The sizes you need to keep on hand will depend on the types of wood you generally work with. Currently I have a big stock of 1-1/4″, 2″, 2-1/2″ and 3″ long screws because these are what I use most often.
5 Less Obvious Things to Stock in Your Woodshop
1. Pencils & Pencil Sharpener
So technically this is two things, but they go hand-in-hand. I use a pencil to mark out measurements on my boards, take notes and plan my project. I use regular pencils (not mechanical) because mechanical pencils are a bit too sharp and tend to indent the wood when I’m using a soft wood like pine. A regular, kind of dull #2 pencil is easy to write quick measurements with and sand off when I’m done.
I write a lot of my own building plans and also like to take notes as I’m building so a notebook is a must. I just use a regular lined notebook, but grid-style paper is handy, too.

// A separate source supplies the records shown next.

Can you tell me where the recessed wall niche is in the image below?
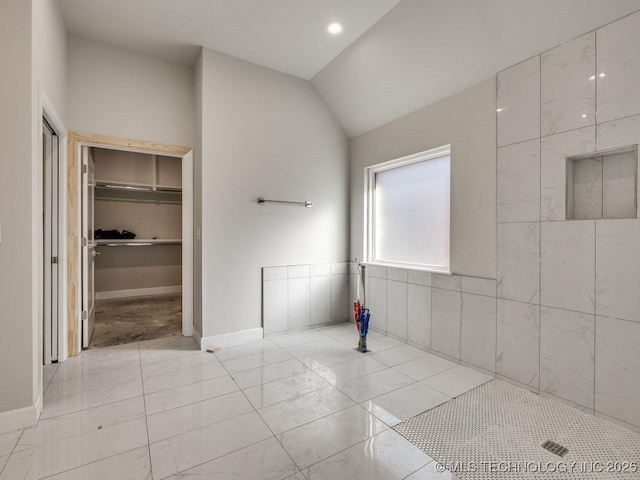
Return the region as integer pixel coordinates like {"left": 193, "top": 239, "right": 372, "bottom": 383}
{"left": 566, "top": 145, "right": 638, "bottom": 220}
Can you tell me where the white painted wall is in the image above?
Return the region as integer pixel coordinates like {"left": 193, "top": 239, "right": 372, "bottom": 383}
{"left": 198, "top": 48, "right": 349, "bottom": 338}
{"left": 67, "top": 36, "right": 195, "bottom": 148}
{"left": 33, "top": 0, "right": 67, "bottom": 121}
{"left": 31, "top": 0, "right": 68, "bottom": 420}
{"left": 193, "top": 53, "right": 204, "bottom": 336}
{"left": 350, "top": 77, "right": 497, "bottom": 279}
{"left": 0, "top": 0, "right": 35, "bottom": 416}
{"left": 0, "top": 0, "right": 67, "bottom": 421}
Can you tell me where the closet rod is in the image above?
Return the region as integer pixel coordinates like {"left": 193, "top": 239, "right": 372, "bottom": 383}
{"left": 97, "top": 241, "right": 182, "bottom": 247}
{"left": 257, "top": 198, "right": 313, "bottom": 208}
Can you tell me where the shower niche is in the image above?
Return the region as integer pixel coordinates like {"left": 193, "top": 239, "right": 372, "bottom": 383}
{"left": 566, "top": 145, "right": 638, "bottom": 220}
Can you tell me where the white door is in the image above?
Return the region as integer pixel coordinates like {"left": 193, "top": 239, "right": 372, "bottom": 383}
{"left": 81, "top": 146, "right": 96, "bottom": 348}
{"left": 43, "top": 120, "right": 59, "bottom": 363}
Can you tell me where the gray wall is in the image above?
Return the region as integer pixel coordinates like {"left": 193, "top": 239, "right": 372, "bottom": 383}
{"left": 67, "top": 36, "right": 195, "bottom": 148}
{"left": 350, "top": 78, "right": 497, "bottom": 279}
{"left": 0, "top": 0, "right": 67, "bottom": 417}
{"left": 198, "top": 48, "right": 349, "bottom": 338}
{"left": 193, "top": 52, "right": 204, "bottom": 336}
{"left": 0, "top": 0, "right": 35, "bottom": 415}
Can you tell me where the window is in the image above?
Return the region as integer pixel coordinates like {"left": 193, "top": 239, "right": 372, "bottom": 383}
{"left": 364, "top": 145, "right": 450, "bottom": 272}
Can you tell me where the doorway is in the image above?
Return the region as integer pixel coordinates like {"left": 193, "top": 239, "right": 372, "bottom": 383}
{"left": 42, "top": 118, "right": 61, "bottom": 364}
{"left": 69, "top": 133, "right": 193, "bottom": 355}
{"left": 87, "top": 147, "right": 184, "bottom": 348}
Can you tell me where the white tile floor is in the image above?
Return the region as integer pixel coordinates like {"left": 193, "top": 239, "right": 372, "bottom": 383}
{"left": 0, "top": 323, "right": 496, "bottom": 479}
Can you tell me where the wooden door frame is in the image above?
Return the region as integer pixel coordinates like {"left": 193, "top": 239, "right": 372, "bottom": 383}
{"left": 67, "top": 132, "right": 193, "bottom": 356}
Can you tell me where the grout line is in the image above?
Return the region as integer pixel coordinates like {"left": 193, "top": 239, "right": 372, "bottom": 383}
{"left": 594, "top": 30, "right": 599, "bottom": 416}
{"left": 137, "top": 343, "right": 155, "bottom": 479}
{"left": 176, "top": 348, "right": 307, "bottom": 478}
{"left": 539, "top": 57, "right": 543, "bottom": 396}
{"left": 593, "top": 219, "right": 598, "bottom": 414}
{"left": 38, "top": 392, "right": 145, "bottom": 423}
{"left": 0, "top": 429, "right": 27, "bottom": 477}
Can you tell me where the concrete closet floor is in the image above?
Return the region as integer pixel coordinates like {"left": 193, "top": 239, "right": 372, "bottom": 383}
{"left": 1, "top": 323, "right": 638, "bottom": 479}
{"left": 89, "top": 293, "right": 182, "bottom": 349}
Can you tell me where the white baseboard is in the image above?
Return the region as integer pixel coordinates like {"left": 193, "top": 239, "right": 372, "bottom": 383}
{"left": 0, "top": 396, "right": 41, "bottom": 434}
{"left": 199, "top": 328, "right": 264, "bottom": 351}
{"left": 96, "top": 285, "right": 182, "bottom": 300}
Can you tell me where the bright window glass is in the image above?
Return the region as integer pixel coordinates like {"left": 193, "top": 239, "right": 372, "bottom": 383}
{"left": 367, "top": 147, "right": 450, "bottom": 271}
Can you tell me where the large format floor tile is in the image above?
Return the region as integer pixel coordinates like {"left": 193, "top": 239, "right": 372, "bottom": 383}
{"left": 17, "top": 397, "right": 145, "bottom": 450}
{"left": 149, "top": 411, "right": 273, "bottom": 479}
{"left": 146, "top": 390, "right": 254, "bottom": 443}
{"left": 243, "top": 371, "right": 329, "bottom": 409}
{"left": 336, "top": 368, "right": 415, "bottom": 403}
{"left": 257, "top": 387, "right": 355, "bottom": 435}
{"left": 420, "top": 366, "right": 493, "bottom": 398}
{"left": 314, "top": 355, "right": 388, "bottom": 385}
{"left": 392, "top": 354, "right": 458, "bottom": 381}
{"left": 144, "top": 374, "right": 239, "bottom": 415}
{"left": 364, "top": 382, "right": 451, "bottom": 427}
{"left": 41, "top": 447, "right": 151, "bottom": 480}
{"left": 278, "top": 405, "right": 388, "bottom": 469}
{"left": 230, "top": 358, "right": 309, "bottom": 389}
{"left": 1, "top": 417, "right": 148, "bottom": 480}
{"left": 165, "top": 437, "right": 299, "bottom": 480}
{"left": 303, "top": 429, "right": 433, "bottom": 480}
{"left": 6, "top": 320, "right": 629, "bottom": 480}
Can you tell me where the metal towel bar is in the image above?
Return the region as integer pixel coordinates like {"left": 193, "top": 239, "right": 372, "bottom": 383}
{"left": 257, "top": 198, "right": 313, "bottom": 208}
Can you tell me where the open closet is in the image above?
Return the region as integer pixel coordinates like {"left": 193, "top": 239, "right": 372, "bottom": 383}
{"left": 88, "top": 147, "right": 183, "bottom": 348}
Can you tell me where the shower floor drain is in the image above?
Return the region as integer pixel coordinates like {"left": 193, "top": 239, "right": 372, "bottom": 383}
{"left": 542, "top": 440, "right": 568, "bottom": 457}
{"left": 394, "top": 380, "right": 640, "bottom": 479}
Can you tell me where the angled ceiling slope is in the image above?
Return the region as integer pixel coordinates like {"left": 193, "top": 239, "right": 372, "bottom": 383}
{"left": 59, "top": 0, "right": 640, "bottom": 137}
{"left": 312, "top": 0, "right": 640, "bottom": 137}
{"left": 58, "top": 0, "right": 400, "bottom": 79}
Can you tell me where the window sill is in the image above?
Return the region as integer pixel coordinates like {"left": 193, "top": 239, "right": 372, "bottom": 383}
{"left": 361, "top": 260, "right": 451, "bottom": 275}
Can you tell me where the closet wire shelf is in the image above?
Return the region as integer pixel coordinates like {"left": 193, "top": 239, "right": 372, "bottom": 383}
{"left": 96, "top": 239, "right": 182, "bottom": 247}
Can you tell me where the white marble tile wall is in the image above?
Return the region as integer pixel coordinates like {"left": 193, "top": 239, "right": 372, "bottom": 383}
{"left": 496, "top": 299, "right": 540, "bottom": 390}
{"left": 595, "top": 219, "right": 640, "bottom": 323}
{"left": 431, "top": 288, "right": 461, "bottom": 360}
{"left": 461, "top": 294, "right": 497, "bottom": 372}
{"left": 541, "top": 307, "right": 595, "bottom": 409}
{"left": 496, "top": 10, "right": 640, "bottom": 430}
{"left": 360, "top": 266, "right": 497, "bottom": 371}
{"left": 571, "top": 157, "right": 603, "bottom": 219}
{"left": 263, "top": 263, "right": 351, "bottom": 336}
{"left": 540, "top": 220, "right": 595, "bottom": 313}
{"left": 497, "top": 139, "right": 541, "bottom": 223}
{"left": 595, "top": 316, "right": 640, "bottom": 429}
{"left": 497, "top": 222, "right": 540, "bottom": 304}
{"left": 541, "top": 31, "right": 595, "bottom": 136}
{"left": 596, "top": 11, "right": 640, "bottom": 123}
{"left": 497, "top": 56, "right": 541, "bottom": 147}
{"left": 602, "top": 151, "right": 636, "bottom": 218}
{"left": 541, "top": 127, "right": 596, "bottom": 221}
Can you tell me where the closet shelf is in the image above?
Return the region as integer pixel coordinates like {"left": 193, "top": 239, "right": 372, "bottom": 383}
{"left": 96, "top": 239, "right": 182, "bottom": 247}
{"left": 95, "top": 181, "right": 182, "bottom": 193}
{"left": 95, "top": 180, "right": 153, "bottom": 191}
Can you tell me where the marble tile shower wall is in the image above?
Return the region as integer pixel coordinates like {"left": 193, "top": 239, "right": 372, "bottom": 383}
{"left": 262, "top": 263, "right": 352, "bottom": 336}
{"left": 496, "top": 11, "right": 640, "bottom": 431}
{"left": 361, "top": 265, "right": 498, "bottom": 376}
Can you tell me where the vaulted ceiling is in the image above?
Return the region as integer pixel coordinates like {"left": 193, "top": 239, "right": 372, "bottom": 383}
{"left": 59, "top": 0, "right": 640, "bottom": 137}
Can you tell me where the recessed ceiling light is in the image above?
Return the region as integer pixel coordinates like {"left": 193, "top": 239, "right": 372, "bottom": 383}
{"left": 496, "top": 108, "right": 503, "bottom": 112}
{"left": 582, "top": 114, "right": 587, "bottom": 118}
{"left": 599, "top": 72, "right": 606, "bottom": 78}
{"left": 327, "top": 22, "right": 344, "bottom": 35}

Wiping off sawdust, applying stain, cleaning up my workbench or the inevitable, occasional splash of paint – I’m constantly using rags while working on projects. You can buy a bag of pre-cut rags at most home improvements stores, but I have a stash of old shirts and towels that I keep just for this purpose.
4. Paper Towels
I tend to go overboard with my wood glue application pretty much every time. I always keep a roll of regular paper towels or shop towels on hand for quick glue removal and clean up.
When I first started woodworking I had no idea that there would be so much math involved – and fractions! I am constantly going to my calculator to double check my plans.
Wondering what the best brands of tools are?
Check out this guide to see if Kobalt is a good brand!
And a few extra things that I always keep stocked in my woodshop
- Cheap Foam Brushes – great for applying glue
- Rubber gloves – to protect my hands when applying stain or painting
- Little handheld broom & dust pan – for cleaning sawdust off projects, my workbench and tools
- Stir sticks – for mixing up paint and wood stain, I usually make my own out of scrap wood
- Small Tupperware Containers – I use these for mixing up paint colors, washing out brushes and holding screws or other small pieces while I’m working
Stock Your Woodshop beyond Tools and Lumber
I hope this list is helpful to you! I often get questions about what items to keep on hand in a hobby woodshop and these are the items that I always stock up and use on nearly every single project.